Indeed, just a quick look at “Enter the Worm”’s new villain, Nicaraguan druglord Gaspar Calera, makes it clear that despite the episode’s more settled tone, Matador’s creators are in no way interested in sacrificing their shockingly over-the-top style. Calera’s introduction in the first few minutes comes by way of a series of nauseating close-ups of the man’s full-body burns being feasted upon by goldfish in what is apparently some obscure traditional remedy (hats off to the makeup team for putting together something so credible and so unapologetically disgusting at the same time).
Yet on the other hand, it seems after four episodes we finally have someone to sympathize with — and its not Tony Bravo. After Andrés Galán’s turn last week as the concerned father torn between business and family, it seems Alfred Molina is now carrying the weight of this show on his bulky shoulders.
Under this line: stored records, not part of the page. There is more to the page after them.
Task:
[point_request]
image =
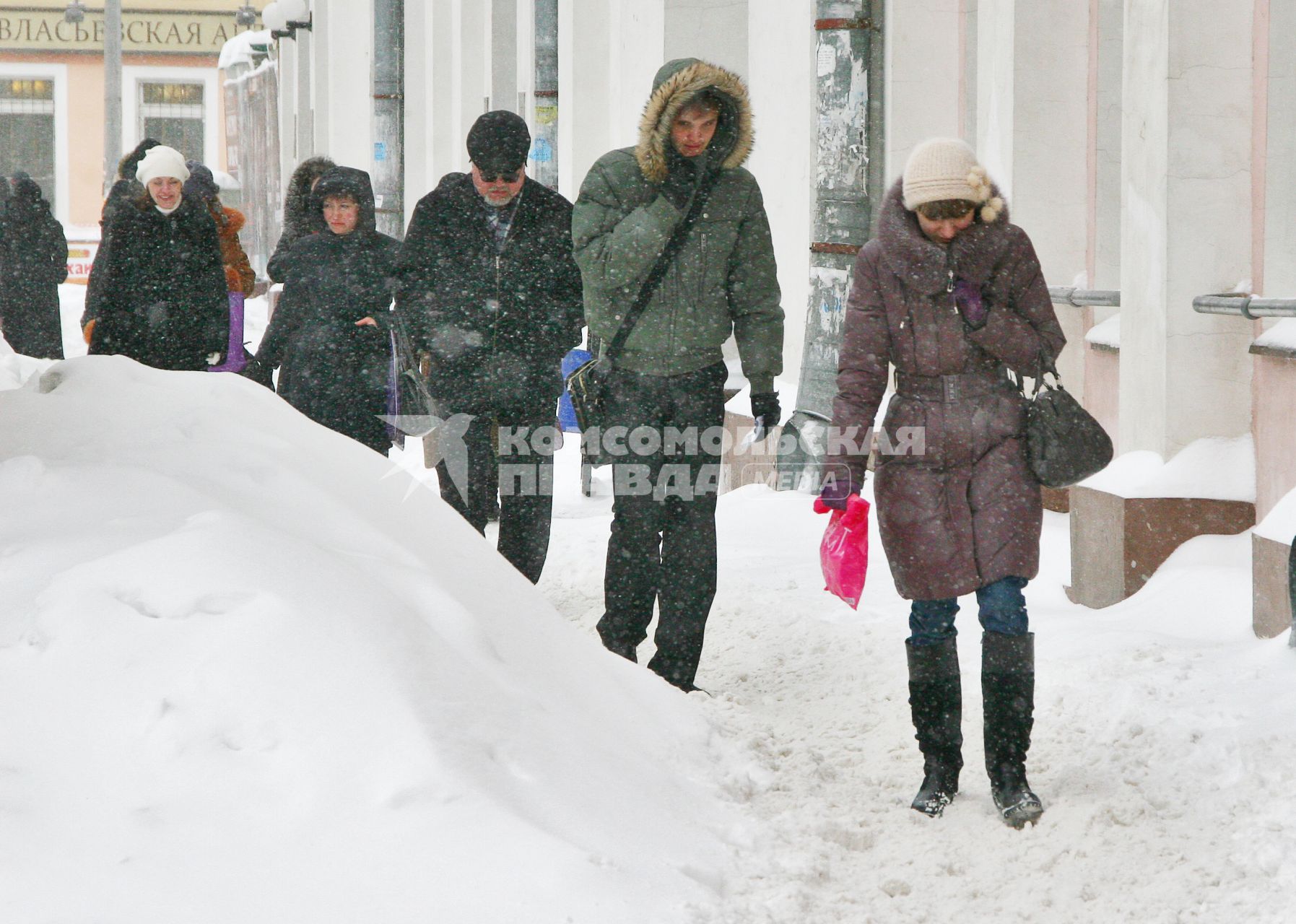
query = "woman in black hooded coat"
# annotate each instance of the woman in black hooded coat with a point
(34, 265)
(301, 218)
(329, 335)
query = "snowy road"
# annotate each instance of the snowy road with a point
(1163, 746)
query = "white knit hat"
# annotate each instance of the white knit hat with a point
(947, 169)
(161, 161)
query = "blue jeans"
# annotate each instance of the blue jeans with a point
(1002, 609)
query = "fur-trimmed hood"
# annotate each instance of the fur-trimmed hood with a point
(926, 266)
(347, 182)
(676, 84)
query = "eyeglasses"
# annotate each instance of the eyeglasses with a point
(487, 177)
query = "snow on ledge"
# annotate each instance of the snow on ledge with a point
(1106, 334)
(1214, 468)
(1281, 336)
(239, 50)
(1279, 524)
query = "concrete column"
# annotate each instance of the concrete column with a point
(783, 105)
(503, 55)
(716, 31)
(1033, 107)
(342, 40)
(608, 52)
(474, 64)
(1105, 259)
(923, 79)
(1186, 175)
(1050, 144)
(419, 117)
(1281, 175)
(996, 76)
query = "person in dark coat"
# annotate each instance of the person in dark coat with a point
(490, 291)
(952, 295)
(125, 192)
(329, 336)
(157, 288)
(34, 263)
(301, 217)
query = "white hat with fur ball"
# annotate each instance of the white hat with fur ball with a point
(161, 161)
(947, 169)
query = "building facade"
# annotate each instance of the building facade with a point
(52, 103)
(1149, 147)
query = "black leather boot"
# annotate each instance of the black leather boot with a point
(1009, 694)
(936, 704)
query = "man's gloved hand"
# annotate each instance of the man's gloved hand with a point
(967, 298)
(681, 180)
(838, 490)
(765, 409)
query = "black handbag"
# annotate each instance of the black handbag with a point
(588, 384)
(410, 406)
(1064, 443)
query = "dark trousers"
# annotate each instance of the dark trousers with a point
(523, 474)
(663, 544)
(1001, 604)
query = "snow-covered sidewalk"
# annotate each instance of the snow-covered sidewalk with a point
(182, 577)
(1164, 744)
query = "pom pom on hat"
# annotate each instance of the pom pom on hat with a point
(161, 161)
(947, 169)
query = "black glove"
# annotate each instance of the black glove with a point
(681, 180)
(765, 409)
(836, 492)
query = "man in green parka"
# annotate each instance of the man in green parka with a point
(668, 383)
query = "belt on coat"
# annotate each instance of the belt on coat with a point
(950, 388)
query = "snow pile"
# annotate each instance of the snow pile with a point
(1214, 468)
(249, 671)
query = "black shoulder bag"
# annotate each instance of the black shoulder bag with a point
(1064, 443)
(588, 384)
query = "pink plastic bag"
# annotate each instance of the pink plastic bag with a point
(844, 551)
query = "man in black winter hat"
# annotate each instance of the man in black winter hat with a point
(490, 293)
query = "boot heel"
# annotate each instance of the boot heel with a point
(936, 704)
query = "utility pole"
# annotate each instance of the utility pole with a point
(112, 90)
(848, 186)
(544, 149)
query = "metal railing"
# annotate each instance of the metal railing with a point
(1097, 298)
(1248, 306)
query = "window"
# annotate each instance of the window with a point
(27, 130)
(174, 113)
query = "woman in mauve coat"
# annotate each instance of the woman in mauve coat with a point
(953, 297)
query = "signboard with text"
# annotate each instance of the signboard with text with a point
(44, 30)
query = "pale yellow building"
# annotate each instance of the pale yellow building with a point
(52, 92)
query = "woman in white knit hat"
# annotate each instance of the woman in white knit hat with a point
(157, 291)
(952, 296)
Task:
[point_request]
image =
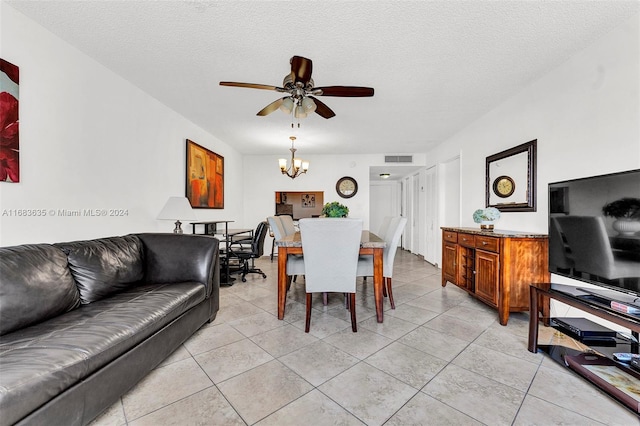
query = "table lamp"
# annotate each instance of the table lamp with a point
(177, 208)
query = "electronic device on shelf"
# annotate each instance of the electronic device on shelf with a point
(624, 356)
(588, 242)
(584, 328)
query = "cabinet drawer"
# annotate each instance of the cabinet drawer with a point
(466, 240)
(450, 236)
(487, 243)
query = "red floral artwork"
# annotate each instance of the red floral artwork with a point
(9, 146)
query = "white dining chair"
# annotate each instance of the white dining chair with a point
(331, 247)
(392, 238)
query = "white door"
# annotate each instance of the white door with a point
(407, 211)
(431, 219)
(415, 216)
(448, 199)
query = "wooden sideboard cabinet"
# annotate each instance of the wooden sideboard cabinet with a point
(496, 267)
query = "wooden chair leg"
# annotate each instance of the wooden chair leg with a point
(352, 306)
(387, 287)
(308, 320)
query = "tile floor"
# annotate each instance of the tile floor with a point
(439, 358)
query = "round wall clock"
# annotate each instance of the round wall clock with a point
(346, 187)
(504, 186)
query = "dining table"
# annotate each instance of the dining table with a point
(370, 245)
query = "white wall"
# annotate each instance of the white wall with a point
(585, 115)
(91, 140)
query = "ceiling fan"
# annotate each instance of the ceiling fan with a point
(300, 99)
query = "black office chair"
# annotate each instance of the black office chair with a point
(248, 255)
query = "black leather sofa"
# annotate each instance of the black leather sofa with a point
(82, 322)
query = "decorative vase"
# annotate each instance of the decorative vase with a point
(626, 226)
(486, 225)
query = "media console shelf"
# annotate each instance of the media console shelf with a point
(565, 354)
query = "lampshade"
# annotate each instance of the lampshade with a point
(177, 208)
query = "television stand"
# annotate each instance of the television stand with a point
(566, 349)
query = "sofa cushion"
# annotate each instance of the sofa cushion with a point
(44, 360)
(104, 266)
(35, 284)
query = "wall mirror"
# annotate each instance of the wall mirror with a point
(511, 179)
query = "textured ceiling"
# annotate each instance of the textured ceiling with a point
(436, 66)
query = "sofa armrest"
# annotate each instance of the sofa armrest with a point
(182, 257)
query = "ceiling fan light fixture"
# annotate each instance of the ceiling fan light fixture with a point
(300, 113)
(287, 105)
(308, 105)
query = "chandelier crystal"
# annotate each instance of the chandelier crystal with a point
(297, 166)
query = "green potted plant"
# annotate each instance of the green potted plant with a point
(626, 211)
(486, 217)
(335, 209)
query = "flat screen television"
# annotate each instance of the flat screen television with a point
(587, 241)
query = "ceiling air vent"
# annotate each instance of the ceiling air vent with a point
(398, 158)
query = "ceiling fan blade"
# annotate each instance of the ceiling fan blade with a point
(301, 69)
(322, 109)
(248, 85)
(271, 107)
(344, 91)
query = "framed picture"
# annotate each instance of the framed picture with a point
(308, 201)
(205, 177)
(9, 145)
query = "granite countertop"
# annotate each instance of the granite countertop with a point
(495, 232)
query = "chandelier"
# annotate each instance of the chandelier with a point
(297, 166)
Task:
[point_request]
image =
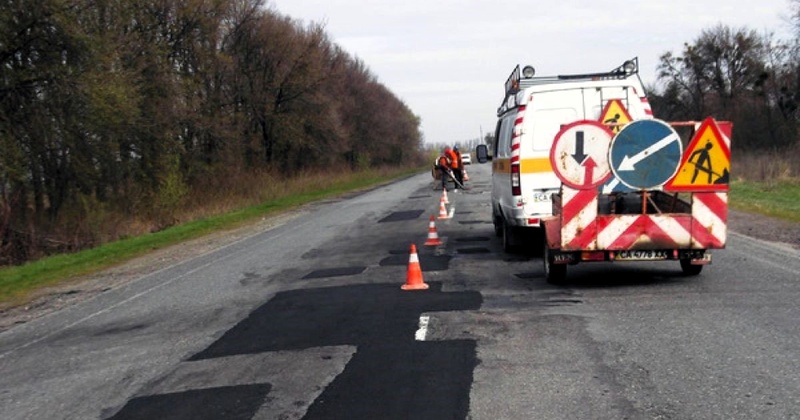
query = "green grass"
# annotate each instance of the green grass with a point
(779, 199)
(17, 284)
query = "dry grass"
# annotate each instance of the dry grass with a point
(766, 167)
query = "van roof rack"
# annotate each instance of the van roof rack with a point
(515, 81)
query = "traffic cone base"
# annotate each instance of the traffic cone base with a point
(443, 210)
(414, 273)
(433, 236)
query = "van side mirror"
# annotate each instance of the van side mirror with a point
(482, 153)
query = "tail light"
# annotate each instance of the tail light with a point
(515, 186)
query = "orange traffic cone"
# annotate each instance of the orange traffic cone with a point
(433, 237)
(414, 275)
(442, 210)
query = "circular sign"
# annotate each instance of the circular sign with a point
(645, 154)
(579, 155)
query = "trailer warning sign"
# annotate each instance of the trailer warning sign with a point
(706, 164)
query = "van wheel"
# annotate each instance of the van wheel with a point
(555, 274)
(689, 269)
(508, 237)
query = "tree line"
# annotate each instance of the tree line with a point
(739, 75)
(134, 104)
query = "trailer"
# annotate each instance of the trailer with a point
(638, 192)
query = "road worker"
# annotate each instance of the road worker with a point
(443, 164)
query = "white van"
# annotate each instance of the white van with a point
(533, 111)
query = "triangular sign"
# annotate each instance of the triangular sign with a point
(706, 163)
(615, 115)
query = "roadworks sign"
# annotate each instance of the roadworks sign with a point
(615, 115)
(706, 163)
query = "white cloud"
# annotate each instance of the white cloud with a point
(448, 60)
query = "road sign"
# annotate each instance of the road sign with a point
(615, 115)
(579, 155)
(645, 154)
(706, 164)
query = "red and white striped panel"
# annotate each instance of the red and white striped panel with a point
(583, 229)
(709, 220)
(578, 215)
(515, 143)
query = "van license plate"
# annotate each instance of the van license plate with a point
(643, 255)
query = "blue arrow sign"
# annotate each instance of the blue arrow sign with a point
(645, 154)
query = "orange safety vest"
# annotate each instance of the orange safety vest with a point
(453, 155)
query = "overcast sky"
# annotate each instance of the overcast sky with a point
(447, 60)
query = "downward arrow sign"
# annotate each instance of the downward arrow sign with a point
(579, 155)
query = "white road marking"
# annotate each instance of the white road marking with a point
(423, 328)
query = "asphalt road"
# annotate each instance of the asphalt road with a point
(307, 320)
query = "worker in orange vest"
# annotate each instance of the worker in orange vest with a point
(443, 163)
(457, 165)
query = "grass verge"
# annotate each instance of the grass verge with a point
(780, 199)
(17, 284)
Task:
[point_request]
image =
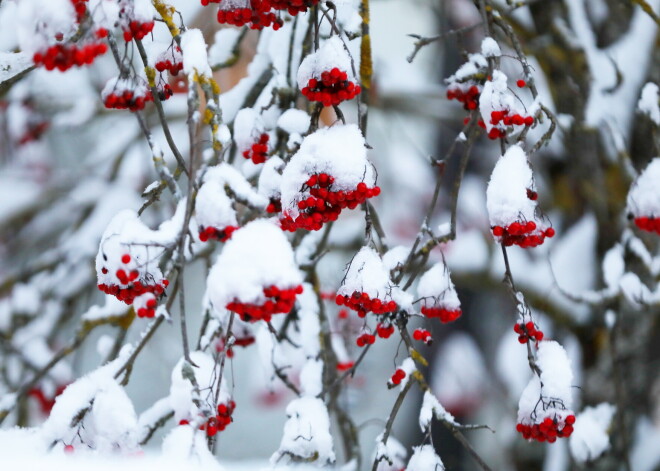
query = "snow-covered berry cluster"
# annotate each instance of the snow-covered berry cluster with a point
(397, 377)
(643, 204)
(128, 281)
(384, 330)
(220, 421)
(364, 339)
(325, 76)
(278, 301)
(127, 263)
(438, 295)
(512, 203)
(136, 19)
(329, 173)
(214, 213)
(255, 276)
(466, 84)
(522, 234)
(61, 41)
(170, 60)
(548, 430)
(527, 331)
(544, 409)
(362, 303)
(423, 335)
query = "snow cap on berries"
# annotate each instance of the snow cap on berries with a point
(437, 289)
(306, 433)
(332, 54)
(424, 458)
(644, 194)
(338, 151)
(257, 256)
(506, 196)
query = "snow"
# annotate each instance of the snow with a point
(193, 48)
(331, 54)
(648, 102)
(590, 437)
(437, 285)
(257, 256)
(338, 151)
(431, 408)
(490, 48)
(644, 194)
(424, 458)
(306, 433)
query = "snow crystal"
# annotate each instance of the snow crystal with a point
(424, 458)
(431, 407)
(338, 151)
(590, 437)
(306, 432)
(490, 48)
(193, 48)
(506, 196)
(648, 102)
(437, 285)
(257, 256)
(331, 54)
(644, 195)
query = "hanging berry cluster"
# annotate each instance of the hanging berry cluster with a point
(548, 430)
(278, 301)
(438, 295)
(325, 203)
(397, 377)
(325, 76)
(363, 304)
(423, 335)
(527, 331)
(65, 54)
(523, 234)
(643, 202)
(221, 420)
(130, 281)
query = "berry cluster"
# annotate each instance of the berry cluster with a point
(527, 331)
(324, 204)
(274, 206)
(423, 335)
(64, 56)
(145, 305)
(523, 234)
(136, 29)
(384, 331)
(132, 283)
(365, 339)
(332, 88)
(258, 152)
(344, 366)
(397, 377)
(469, 97)
(548, 430)
(223, 235)
(278, 301)
(219, 422)
(362, 303)
(257, 17)
(445, 315)
(650, 224)
(497, 117)
(127, 100)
A glance at his warm, sincere eyes, his fatherly treatment of Galán, and one easily forgets that he wrapped up the last episode by discharging two rounds into a man’s head.
In fact, sitting beside the deformed, growling Calera in his beige linen-suit and pocket kerchief, Galán seems positively gentlemanly. And perhaps that’s what most endears us to him: Molina doesn’t ‘play’ the villain. He plays a pragmatic businessman with a soft side. And whether it was the writer’s intention or an inevitable product of pure acting chops, the show is more and more about him. Gabriel Luna’s Bravo, meanwhile, plays out as a two-dimensional plot device rather than a flesh-and-blood human being. And that’s just fine. The writers need to know what working for the show, and keep the focus there as much as possible.
As Matador comes of age, other characters are also beginning to step forth timidly out of the dramatic woodwork. The writers allow us a brief to glimpse behind the work persona of Bravo’s CIA contact Annie Mason and into the bedroom where we find her secretly sleeping with her boss, although behind closed doors, she seems to be the one calling the shots. Then there’s Senna Galán, who sheds her Mickey Mouse Club-femme fatale act long enough to give us a deeper window into her family life and tragic backstory.
Add to this increased attention to character a couple of new stylistic touches, including a classic Mission Impossible-style split-screen phone conversation, tasteful music choices, some impressive production design and a couple of soccer sequences that do a decent enough job keeping up the energy – and it seems Matador has more potential than it lets on. Let’s see if the Executive Producer Roberto Orci and the rest of the Matador team can continue juking, cutting and rolling their way through the season and take this show to truly unexpected places.